The attention to revealing the network of knowledge underlying the problems has been reflected in the use of concept maps to represent the theoretical knowledge that underpins clinical practice (22, 23). Existing studies on concept maps have focused on analysis of self-constructed concept maps for reflection and assessment (24). Students using concept maps were found to perform better in problem solving (25) and basic science (26) examinations. More studies are needed to examine how the construction of a concept map can be guided in a way that fosters systemic thinking and meaningful understanding. Another type of cognitive tool related to problem solving is argument map, a visual representation of an argument's structure in informal logic involving fact, claims, explanations, evidence, and rebuttals. Computer-assisted argument mapping is assumed to be a promising approach to facilitating complex problem solving, although there is little evidence in the literature (27, 28).
This study aims to investigate how computer-based cognitive representations can be used in an effective way that fosters systemic thinking and reasoning processes in learning with complex problems. The study presents a computer-based cognitive representation approach that externalizes and facilitates the complex processes in the learning of clinical reasoning. The approach is operationalized in a computer-based cognitive representation tool implemented in an e-learning system. e-Learning provides clear advantages to education in terms of flexibility and cost effectiveness in delivery of learning programs, and may address the concerns of time and resource constraints in traditional problem-based learning in the classroom (29). Nephrology, the study of kidney function and problems, was selected as the learning subject because many students found clinical reasoning or practice in this area to be challenging.
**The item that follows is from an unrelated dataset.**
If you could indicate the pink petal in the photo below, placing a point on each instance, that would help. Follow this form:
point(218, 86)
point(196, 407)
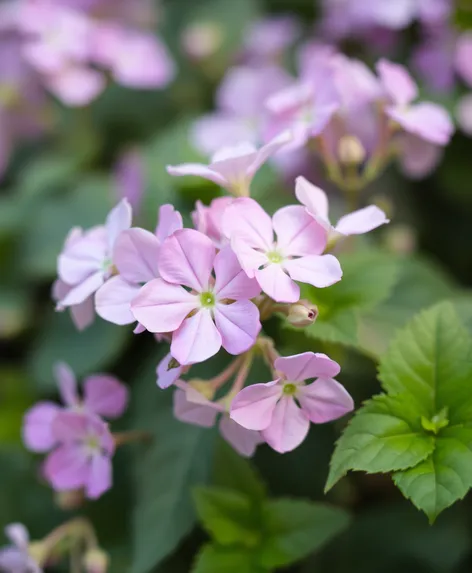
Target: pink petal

The purpose of this study is to examine: 1) how a computer-based cognitive representation approach can be designed and implemented for learning clinical reasoning, and 2) the effectiveness of the approach in supporting the learning of clinical reasoning. The clinical reasoning performance in this study concerns learners’ performance not only on solving clinical problems by capturing critical data, formulating hypotheses, and reasoning with justifications, but also on constructing knowledge from the problems by revealing a network of key concepts in the problem domain. More details are presented in the measures of the study.
The following three research questions are explored in the present study.
Will the proposed computer-based cognitive representation approach improve learners’ overall learning outcomes reflected in traditional examinations?
Will the proposed computer-based cognitive representation approach improve learners’ clinical reasoning performance reflected in their learning products or cognitive maps?
Will learners perceive that their problem-solving and knowledge-construction abilities are improved by using the proposed computer-based cognitive representation approach?
Methods
Design
The computer-based cognitive representation approach studied here involves argument mapping to externalize the problem-solving process and concept mapping to reveal the knowledge constructed from the problems. Learners articulate the problem-solving process into critical information (data nodes), generate hypotheses (hypothesis nodes), and reason with justifications (reasoning links) in an argument map. Meanwhile, learners represent the conceptual knowledge underlying the problem-solving process into a set of concepts and their relationships (including causal, hierarchical, and cross-link) in a concept map. Furthermore, learners are encouraged to connect the nodes in the concept map with relevant nodes in the argument map to indicate the connection between problem solving and knowledge construction, that is, to reveal the knowledge applied to or acquired from the problem-solving practice.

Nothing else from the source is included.